I was polite enough to call it a lie of omission back then, but when the lie has been pointed out and is repeated again it's more than appropriate to just call it intentional.  Liv repeats it because it scores the points that she wants to score, which is perfectly fine, but it certainly isn't "research" in any acceptable sense of the word.

Then there's the chart at the bottom of her post, where Liv names names and calls out those 60 full-time union positions.  Let's talk about some of those names:

*She says that Mabton, with less than 900 students, has a full time union president.  The guy on her list was arrested in May of 2012 for theft, and resigned in September.  Liv should know better than to use the preliminary S275 data to make a chart like this, but research is haaaaaaaard.
*Kirstin Nicholson is, in fact, the president of the Central Kitsap EA, but given that she's one (1) person I doubt that she's really released as three (3) FTE employees.  For Christ's sake, Liv, you didn't notice that when you published the chart?
*Tacoma must have one hell of a union, because they apparently have 11 different union officers on full time release, which would be a neat trick when places like Seattle, Spokane, and Kent only have 1.
*And one of those 11 is a principal, who is by definition not a WEA member.  The $115,000 salary is a bit of a tell in that regard, something I would expect an education expert like Liv to pick up on.  Through the magic of Google here's an article about when she got in trouble for cussing at kids.

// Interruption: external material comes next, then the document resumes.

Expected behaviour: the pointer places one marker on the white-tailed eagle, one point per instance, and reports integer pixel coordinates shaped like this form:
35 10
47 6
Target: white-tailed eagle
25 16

So we don't really know how many of the people on that list are union leave.  Because Liv couldn't be arsed to do the basic fundamentals of fact checking and proof reading, her entire "research" is flawed.  This would fail most college classes, but apparently it's A-OK for the Washington Policy Center, and that's regrettable.

I may disagree on policy with the Freedom Foundation, but they're at least thorough.  We may have different conclusions, but I can at least look at the material they put out and see how they got there.  Plus, I respect Trent England's beard.

The Washington Policy Center, though, is a joke on education reform. This is an absolute, provable certainty, and it's never going to get any better.